- Born: 24 March 1935 Avissawella, British Ceylon
- Died: 19 January 2023 (aged 87) Colombo, Sri Lanka
- Occupation: Filmmaker
- Spouse: Lester James Peries (1964–2018)

= Sumitra Peries =

Sri Lankan film director and diplomat (1934–2023)

Sumitra Peries (March 24, 1935–January 19, 2023) was a Sri Lankan filmmaker. She was the first female film director from Sri Lanka. and was known as the "Poetess of Sinhala Cinema". She also held the post of Sri Lanka's ambassador to France, Spain and the United Nations in the late 1990s. Of her films the more popular ones are Gehenu Lamai, Ganga Addara and Yahaluvo. She was married to the most prolific Sri Lankan film director Dr. Lester James Peries.

==Early life==
===Education===
Peries began her education in Avissawella, then later enrolled to Visakha Vidyalaya in Colombo, and finally joined the Aquinas College Colombo to do the London Advanced Level. At the age of 20 Sumitra managed to find some money and traveled to Europe by ship to meet her elder brother Gamini. She was going to build her own career there, although she didn't know it at the time.
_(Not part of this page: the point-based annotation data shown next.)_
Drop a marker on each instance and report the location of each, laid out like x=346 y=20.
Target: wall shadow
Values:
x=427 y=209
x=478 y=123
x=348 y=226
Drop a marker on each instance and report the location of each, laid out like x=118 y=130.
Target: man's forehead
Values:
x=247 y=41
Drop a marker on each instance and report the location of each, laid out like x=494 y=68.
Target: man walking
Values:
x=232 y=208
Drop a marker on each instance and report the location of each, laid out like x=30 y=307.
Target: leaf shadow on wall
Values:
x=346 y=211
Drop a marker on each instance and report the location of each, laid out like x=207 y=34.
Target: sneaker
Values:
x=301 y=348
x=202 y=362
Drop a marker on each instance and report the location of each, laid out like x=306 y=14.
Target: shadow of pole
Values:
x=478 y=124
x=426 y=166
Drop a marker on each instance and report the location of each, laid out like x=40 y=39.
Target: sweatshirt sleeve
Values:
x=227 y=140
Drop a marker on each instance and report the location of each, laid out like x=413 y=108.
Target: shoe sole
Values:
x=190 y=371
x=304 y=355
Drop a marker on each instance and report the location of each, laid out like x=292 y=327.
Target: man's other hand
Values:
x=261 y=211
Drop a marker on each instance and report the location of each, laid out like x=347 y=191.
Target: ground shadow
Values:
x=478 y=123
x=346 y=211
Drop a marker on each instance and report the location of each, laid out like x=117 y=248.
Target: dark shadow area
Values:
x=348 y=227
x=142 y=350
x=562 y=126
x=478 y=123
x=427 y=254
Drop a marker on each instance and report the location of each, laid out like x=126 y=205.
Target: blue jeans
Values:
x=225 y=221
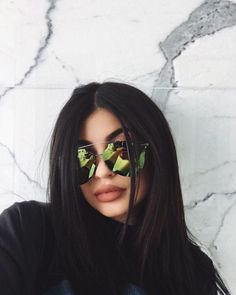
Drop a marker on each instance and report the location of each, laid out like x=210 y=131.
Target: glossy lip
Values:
x=107 y=188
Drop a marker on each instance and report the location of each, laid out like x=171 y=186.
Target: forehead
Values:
x=99 y=125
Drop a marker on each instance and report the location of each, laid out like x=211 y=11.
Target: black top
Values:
x=29 y=260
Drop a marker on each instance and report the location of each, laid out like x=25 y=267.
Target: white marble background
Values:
x=182 y=53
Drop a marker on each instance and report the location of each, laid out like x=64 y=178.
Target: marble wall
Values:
x=181 y=53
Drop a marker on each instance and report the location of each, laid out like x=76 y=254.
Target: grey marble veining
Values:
x=160 y=47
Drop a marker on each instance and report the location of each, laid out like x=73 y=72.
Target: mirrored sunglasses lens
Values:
x=116 y=158
x=87 y=165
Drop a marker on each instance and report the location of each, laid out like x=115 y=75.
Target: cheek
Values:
x=86 y=191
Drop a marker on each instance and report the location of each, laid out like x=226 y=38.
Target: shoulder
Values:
x=28 y=207
x=24 y=222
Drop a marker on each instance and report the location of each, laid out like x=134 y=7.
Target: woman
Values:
x=115 y=221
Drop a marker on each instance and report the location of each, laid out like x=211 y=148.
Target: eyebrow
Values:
x=108 y=138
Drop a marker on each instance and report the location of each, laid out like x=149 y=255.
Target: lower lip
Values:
x=110 y=196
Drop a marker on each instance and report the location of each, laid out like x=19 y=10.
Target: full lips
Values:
x=109 y=196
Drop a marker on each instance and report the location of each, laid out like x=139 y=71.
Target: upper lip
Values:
x=107 y=188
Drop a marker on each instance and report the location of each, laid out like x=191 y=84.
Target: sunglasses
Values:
x=115 y=156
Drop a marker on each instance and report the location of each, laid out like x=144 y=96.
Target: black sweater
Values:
x=29 y=260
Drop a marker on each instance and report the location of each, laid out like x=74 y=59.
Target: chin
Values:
x=113 y=213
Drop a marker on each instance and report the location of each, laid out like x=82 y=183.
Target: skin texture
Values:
x=95 y=129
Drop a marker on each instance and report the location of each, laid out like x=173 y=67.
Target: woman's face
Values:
x=96 y=128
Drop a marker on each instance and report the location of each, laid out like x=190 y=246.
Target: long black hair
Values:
x=168 y=259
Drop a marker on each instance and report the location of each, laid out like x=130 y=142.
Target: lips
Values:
x=108 y=193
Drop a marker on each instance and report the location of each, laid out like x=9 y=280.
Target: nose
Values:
x=102 y=169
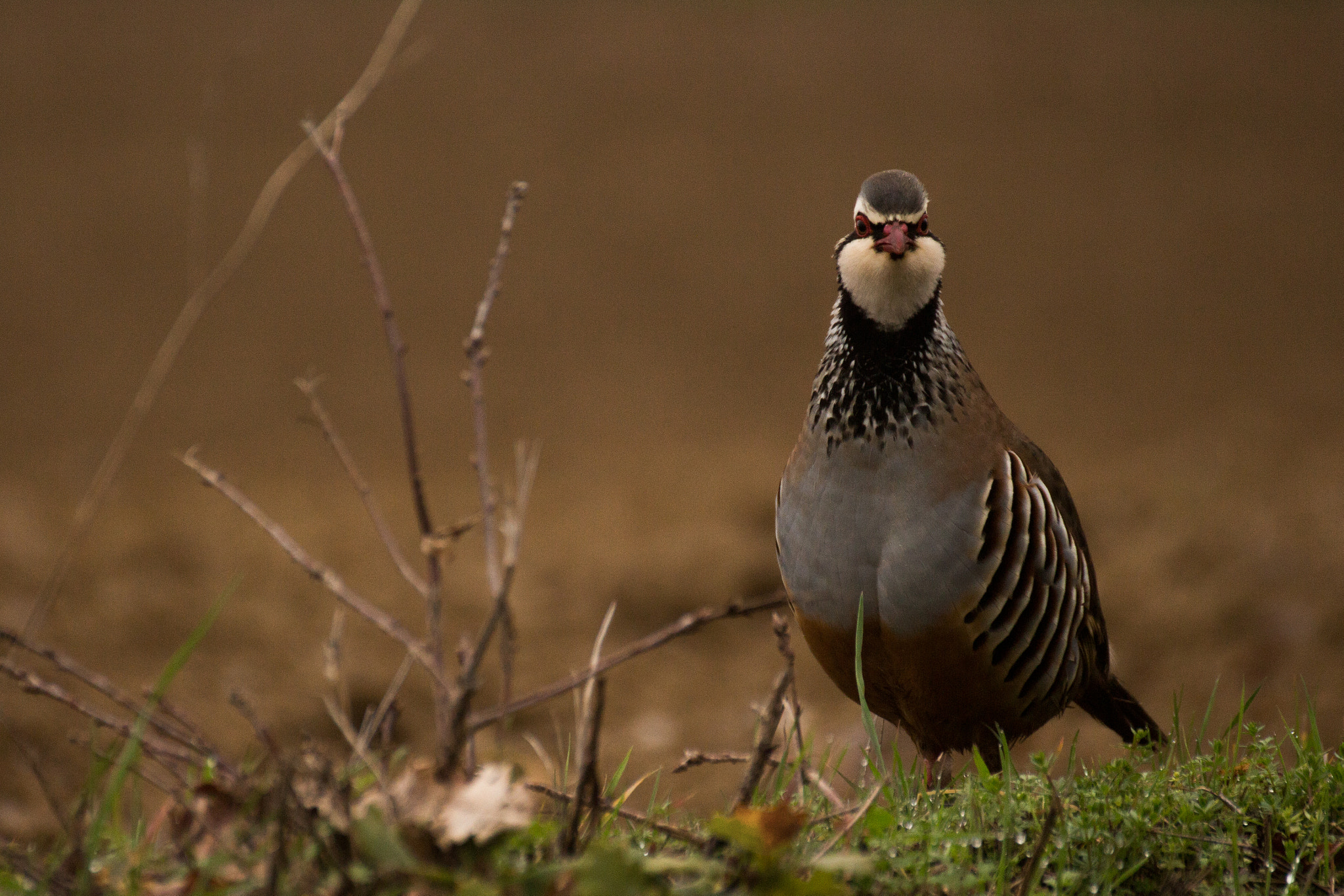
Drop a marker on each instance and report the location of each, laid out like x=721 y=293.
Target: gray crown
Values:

Peries studied filmmaking at the London School of Film Technique and was awarded a Diploma in Film Direction and Production (1957–1959).

==Filmography==
Peries won the award for the best film director in fifty years of Sri Lankan cinema.

| Year | Film | Ref. |
|---|---|---|
| 1978 | Gehenu Lamai |  |
| 1980 | Ganga Addara |  |
| 1982 | Yahalu Yeheli |  |
| 1984 | Maya |  |
| 1988 | Sagara Jalaya Madi Handuwa Oba Handa |  |
| 1996 | Loku Duwa |  |
| 1997 | Duwata Mawaka Misa |  |
| 2003 | Sakman Maluwa |  |
| 2018 | Vaishnavee |  |

==Personal life and death==
Sumitra married Lester James Peries (1919–2018) on June 19, 1964, at All Saints Church, Borella, and a reception was held at the residence of Anton Wickremasinghe afterwards.

Peries died on January 19, 2023, at the age of 87.

==Honours ==
- The title of Kala Keerthi by the Government of Sri Lanka in 2005
- The Order of the Rising Sun, Gold and Silver Rays by the Government of Japan in 2021
- Awarded an honorary doctorate from the University of Kelaniya for her outstanding contribution to local cinema.

==Awards==
- Rana Thisara Lifetime Achievement Award (1993)

==The Lester James Peries and Sumitra Peries Foundation==

The Lester James Peries and Sumitra Peries Foundation was inaugurated in 2011, at the BMICH with an oration by the chief guest, celebrated Indian film-maker Padma Vibushan Dr. Adoor Gopalakrishnan, and the Speaker of Parliament, Chamal Rajapakse, as the Guest of Honor. The Foundation is incorporated through an act of Parliament of the Democratic Socialist Republic of Sri Lanka.